Text not containing the character @ is a TXR query representing a match that text. The sequence @@ encodes a single literal @.

All other special syntax is introduced by @:

  • @# comment
  • @\n # escaped character, embedded into surrounding text. Similar to C escapes, with \e for ASCII ESC.
  • @\x1234 @\1234 Hex or octal escapes: Unicode width, not byte.
  • @symbol variable ref
  • @*symbol variable ref with longest match semantics
  • @{symbol expr ...} variable ref extended syntax
  • @expr directive

Where expr is Lispy syntax which can be an atom, or a list of atoms or lists in parentheses, or possibly a dotted list (terminated by an atom other than nil):

  • (elem1 elem2 ... elemn) proper
  • (elem1 elem2 ... elemn . atom) dotted

Atoms can be:

  • ABc123_4 symbols, represented by tokens consisting of letters, underscores and digits, beginning with a letter.

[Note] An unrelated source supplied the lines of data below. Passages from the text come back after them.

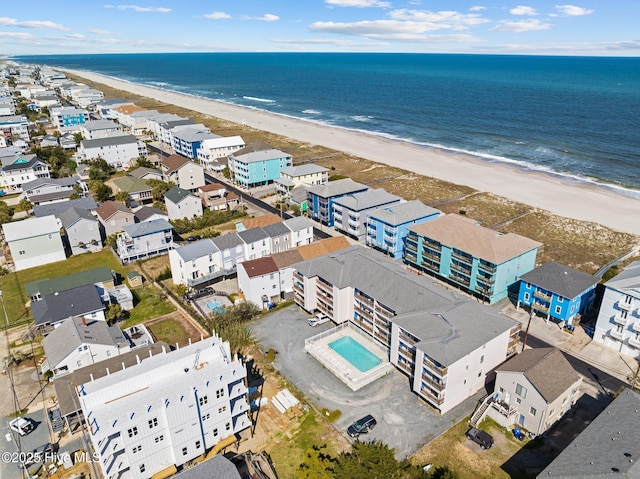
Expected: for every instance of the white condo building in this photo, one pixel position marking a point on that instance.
(166, 410)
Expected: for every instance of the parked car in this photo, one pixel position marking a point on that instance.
(483, 439)
(318, 319)
(362, 426)
(21, 425)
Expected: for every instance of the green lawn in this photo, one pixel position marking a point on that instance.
(169, 331)
(148, 305)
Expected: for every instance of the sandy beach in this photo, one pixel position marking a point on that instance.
(565, 198)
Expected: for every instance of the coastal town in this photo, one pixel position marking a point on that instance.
(178, 300)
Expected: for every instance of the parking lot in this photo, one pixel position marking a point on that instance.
(404, 421)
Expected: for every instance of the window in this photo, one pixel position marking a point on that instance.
(521, 390)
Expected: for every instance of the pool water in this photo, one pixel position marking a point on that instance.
(354, 352)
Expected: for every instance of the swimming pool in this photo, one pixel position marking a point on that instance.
(354, 352)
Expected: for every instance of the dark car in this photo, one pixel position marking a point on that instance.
(483, 439)
(362, 426)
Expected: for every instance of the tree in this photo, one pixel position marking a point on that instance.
(103, 192)
(317, 464)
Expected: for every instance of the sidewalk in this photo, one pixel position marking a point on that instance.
(577, 344)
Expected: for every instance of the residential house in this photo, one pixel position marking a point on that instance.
(182, 204)
(212, 150)
(144, 240)
(114, 217)
(183, 173)
(154, 417)
(307, 174)
(150, 213)
(186, 141)
(257, 164)
(607, 447)
(259, 281)
(69, 119)
(350, 212)
(82, 301)
(618, 323)
(558, 291)
(20, 169)
(14, 126)
(34, 242)
(320, 198)
(446, 344)
(137, 189)
(533, 390)
(119, 151)
(77, 343)
(387, 227)
(82, 231)
(94, 129)
(479, 260)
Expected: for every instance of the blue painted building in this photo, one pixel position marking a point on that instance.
(320, 198)
(258, 164)
(557, 291)
(388, 227)
(481, 261)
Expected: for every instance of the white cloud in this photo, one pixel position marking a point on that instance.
(529, 25)
(17, 35)
(137, 8)
(523, 10)
(12, 22)
(217, 15)
(357, 3)
(572, 10)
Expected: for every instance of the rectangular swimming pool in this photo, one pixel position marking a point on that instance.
(354, 352)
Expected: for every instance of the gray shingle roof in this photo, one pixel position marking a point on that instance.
(72, 333)
(197, 249)
(560, 279)
(546, 369)
(403, 213)
(609, 448)
(56, 307)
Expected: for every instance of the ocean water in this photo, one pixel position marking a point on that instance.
(577, 117)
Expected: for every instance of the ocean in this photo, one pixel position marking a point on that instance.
(575, 117)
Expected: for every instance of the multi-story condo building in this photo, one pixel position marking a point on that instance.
(143, 240)
(387, 227)
(478, 260)
(618, 324)
(557, 291)
(446, 344)
(257, 164)
(214, 149)
(166, 410)
(350, 212)
(320, 198)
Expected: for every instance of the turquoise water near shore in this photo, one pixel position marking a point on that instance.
(577, 117)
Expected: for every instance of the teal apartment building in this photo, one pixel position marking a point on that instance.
(478, 260)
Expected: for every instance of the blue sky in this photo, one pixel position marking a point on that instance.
(586, 27)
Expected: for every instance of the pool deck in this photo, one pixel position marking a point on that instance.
(318, 347)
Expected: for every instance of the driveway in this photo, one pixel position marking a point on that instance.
(405, 422)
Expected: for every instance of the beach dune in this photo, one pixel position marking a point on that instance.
(560, 196)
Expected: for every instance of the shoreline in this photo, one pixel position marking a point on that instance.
(572, 199)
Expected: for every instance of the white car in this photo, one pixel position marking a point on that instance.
(318, 319)
(21, 425)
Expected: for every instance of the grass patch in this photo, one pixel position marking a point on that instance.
(149, 304)
(169, 331)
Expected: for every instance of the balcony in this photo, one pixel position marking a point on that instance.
(621, 319)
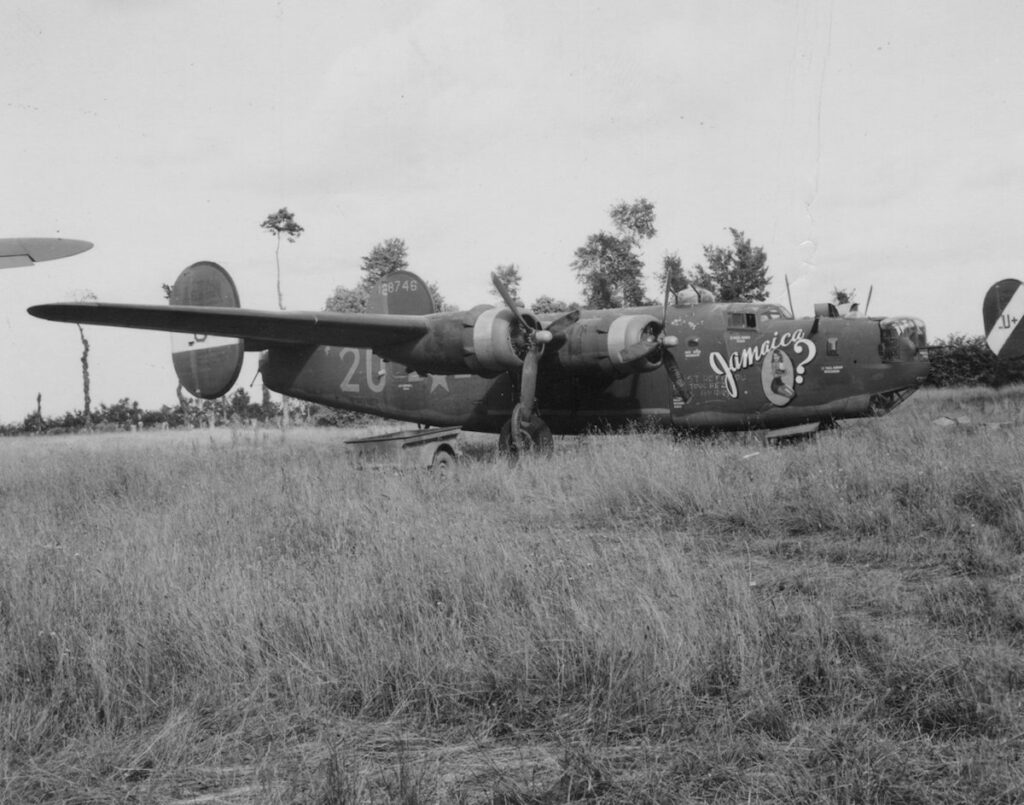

Symbols have packages, e.g., system:foo, but this is not accessible from the TXR lexical conventions.
  • :FoO42 keyword symbols, denoted by colon, which is not part of the symbol name.
  • "string literals"
  • `quasi @literals` with embedded @ syntax
  • 'c' characters
  • 123 integers
  • /reg/ regular expressions

Within literals and regexes:

  • \r various backslash escapes similar to C
  • \\ single backslash

Within literals, quasiliterals and character constants:

  • \' \" \` escape any of the quotes: not available within regex.

The regex syntax is fairly standard fare, with these extensions:

  • ~R complement of R: set of strings other than those that match R
  • R%S match shortest number of repetitions of R prior to S.
  • R&S match R and S simultaneously: the intersection of the set of strings matching S and the set matching R.
  • [] empty class; match nothing, not even the empty string.

UNIX Shell

The Bourne shell treats the following as special characters:

  • # comment marker
  • " interpolated string enclosure
  • ! logical not (within a test command), compliment box operator
  • $ variable referencing prefix
  • & referencing open file descriptors and background process marker
  • ' non interpolated string enclosure
  • * filename and string matching wildcard
  • . inclusion command
  • / pathname separator
  • : parameter expansion and do nothing command
  • ; command separator
  • = assignment and parameter expansion operator
  • \ escape sequence prefix
  • * wildcard metacharacter
  • ? wildcard metacharacter
  • ) switch conditional component
  • ` external command enclosure
  • | pipeline connector
  • - parameter expansion operator
  • + parameter expansion operator
  • *) switch conditional component
  • #! hashbang
  • ;; switch conditional component
  • [ ] test command substitute and character range enclosures
  • ( ) subshell execution
  • `( )` external subshell execution
  • [! ] compliment box enclosures
  • { } code block enclosures and variable name isolation operator
  • << here document operator
  • >> append redirection operator
  • $* single element command line expansion special variable
  • $@ multiple element command line expansion special variable
  • $# number of command line parameters special variable
  • ${ } variable name isolator
  • :- parameter expansion operator
  • := parameter expansion operator
  • :+ parameter expansion operator
  • :? parameter expansion operator

The Korn shell, Bourne Again Shell and Posix shell provide the following additional special characters:

  • - korn shell unary arithmetic operator
  • { brace expansion marker
  • ~ home directory expansion operator
  • && Extended syntax for execute if true (on success)
  • || Extended syntax for execute if false (on failure)
  • $( ) Extended syntax for external command capture construct
  • -- Extended syntax marker for end of command line switches
  • == bash specific feature
  • [[ ]] bash specific feature
  • (( )) arithmetic expansion enclosures

XSLT

XSLT is based on XML, and so has the same special characters which must be escaped using character entities:

  • & - &amp;
  • < - &lt;
  • > - &gt;
  • " - &quot;
  • ' - &apos;

Any Unicode character may also be represented via its decimal code point (&#nnnn;) or hexadecimal code point (&#xdddd;).